По мере продвижения колонны зыбкая узенькая тропинка постепенно утаптывалась сотнями ног, и позади пехоты могли уже следовать на санях пушки.
Шли не более трехсот метров в час. Вьюга преследовала колонну. Ветер порой становился таким сильным, что захватывало дыхание и бойцы вынуждены были останавливаться. Потом снова шли вперед; снежный вихрь бил в лицо, шапки, шинели, рукавицы обледеневали. Останавливались только глубокой ночью на два-три часа, чтобы немного отдохнуть, но не разжигали костров — это могло выдать расположение лагеря. Дремали, сидя, прислонившись друг к другу, не выпуская из рук винтовок, засыпаемые снегом, и снова шли. Так продолжалось шесть дней и шесть ночей…

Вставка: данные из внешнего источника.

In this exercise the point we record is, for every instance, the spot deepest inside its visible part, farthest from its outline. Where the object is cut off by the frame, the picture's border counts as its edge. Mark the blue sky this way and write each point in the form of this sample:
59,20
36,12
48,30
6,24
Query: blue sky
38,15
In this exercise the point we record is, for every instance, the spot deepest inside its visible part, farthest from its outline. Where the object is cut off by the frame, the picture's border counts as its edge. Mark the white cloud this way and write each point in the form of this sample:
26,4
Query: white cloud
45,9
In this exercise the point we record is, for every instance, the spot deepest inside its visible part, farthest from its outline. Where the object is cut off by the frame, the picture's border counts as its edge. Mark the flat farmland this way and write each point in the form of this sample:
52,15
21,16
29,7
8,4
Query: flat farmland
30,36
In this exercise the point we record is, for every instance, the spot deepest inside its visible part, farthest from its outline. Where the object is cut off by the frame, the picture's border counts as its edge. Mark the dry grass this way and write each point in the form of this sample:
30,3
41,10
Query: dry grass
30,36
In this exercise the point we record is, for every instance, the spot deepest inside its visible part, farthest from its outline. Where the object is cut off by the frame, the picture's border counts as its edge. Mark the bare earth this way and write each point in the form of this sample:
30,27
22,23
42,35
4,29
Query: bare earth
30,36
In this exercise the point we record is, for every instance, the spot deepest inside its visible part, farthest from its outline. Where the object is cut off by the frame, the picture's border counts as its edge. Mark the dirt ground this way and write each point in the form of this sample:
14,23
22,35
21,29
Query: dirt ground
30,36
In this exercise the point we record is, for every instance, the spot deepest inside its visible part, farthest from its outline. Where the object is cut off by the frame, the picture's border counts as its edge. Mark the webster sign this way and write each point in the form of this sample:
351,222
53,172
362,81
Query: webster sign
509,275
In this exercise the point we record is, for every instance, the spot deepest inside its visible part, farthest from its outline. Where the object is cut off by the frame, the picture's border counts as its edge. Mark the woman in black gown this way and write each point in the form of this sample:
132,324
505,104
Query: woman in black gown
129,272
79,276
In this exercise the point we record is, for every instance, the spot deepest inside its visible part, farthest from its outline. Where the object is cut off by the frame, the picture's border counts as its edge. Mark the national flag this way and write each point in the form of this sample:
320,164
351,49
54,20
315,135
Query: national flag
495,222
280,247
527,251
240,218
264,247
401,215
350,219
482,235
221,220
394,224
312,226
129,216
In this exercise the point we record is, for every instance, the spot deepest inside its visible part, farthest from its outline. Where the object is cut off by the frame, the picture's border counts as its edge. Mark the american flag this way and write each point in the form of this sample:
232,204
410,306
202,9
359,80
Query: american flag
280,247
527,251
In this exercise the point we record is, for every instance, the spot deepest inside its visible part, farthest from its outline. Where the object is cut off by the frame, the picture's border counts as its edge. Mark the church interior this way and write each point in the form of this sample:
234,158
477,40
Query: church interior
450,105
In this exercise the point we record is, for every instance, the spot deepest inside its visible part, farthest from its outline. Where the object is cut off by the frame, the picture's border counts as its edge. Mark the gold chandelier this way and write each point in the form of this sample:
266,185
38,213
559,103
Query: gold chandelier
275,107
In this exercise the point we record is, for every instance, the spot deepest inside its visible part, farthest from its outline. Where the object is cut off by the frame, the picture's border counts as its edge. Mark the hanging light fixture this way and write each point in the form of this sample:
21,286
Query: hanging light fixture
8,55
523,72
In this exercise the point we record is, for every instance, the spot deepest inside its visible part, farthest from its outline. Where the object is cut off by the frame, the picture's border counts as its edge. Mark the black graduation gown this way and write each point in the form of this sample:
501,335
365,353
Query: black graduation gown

Только через шесть суток, когда колонна уже проникла глубоко в немецкий тыл, ее присутствие было обнаружено. Начались яростные контр-атаки врага. Но дивизия продолжала продвигаться вперед. Люди шли по белым морозным полям, под пулями, минами и снарядами, днем и ночью, утром и вечером, вперед, все вперед, под свист ветра, среди снежных крутящихся вихрей. Они брали штурмом холмы, покрытые ледяной коркой, выбивали врага из пылающих деревень, наступали без передышки, вытаскивая на лямках из сугробов завязшие орудия, проваливаясь в снег по грудь, ночуя под открытым небом, бросаясь в атаку на врага везде, где он пытался зацепиться.
В голове колонны шла рота Петра. Шел Алексей Лузарек, стрелок, по профессии штукатур, высокий задумчивый парень, аккуратный, хозяйственный, оставивший жену и ребенка в деревне где-то возле Архангельска; шел Сережа Лобакин — трамвайный кондуктор, маленький круглый москвич, родившийся в этом огромном городе, знавший наизусть его просторные улицы и крохотные коленчатые зеленые переулки; шел Сафонов — по профессии пекарь, тот самый, что влюбился в Тамбове в продавщицу парфюмерного магазина и сказал Перчаткину во время атаки: «Ты сначала выживи, а потом часы чини»; шел Яков Смигло — бухгалтер, умевший как никто чинить карандаши, учивший считать на счетах старшину Дмитриева, игравший на мандолине и получавший с родины больше писем, чем кто-либо другой в роте; шли Антон Петрович Свиридов — колхозник, Алексей Спиридонович Седых — дворник, Александр Борисович Прозоров — меховщик, Харитон Евсеевич Милкин — колхозный бригадир.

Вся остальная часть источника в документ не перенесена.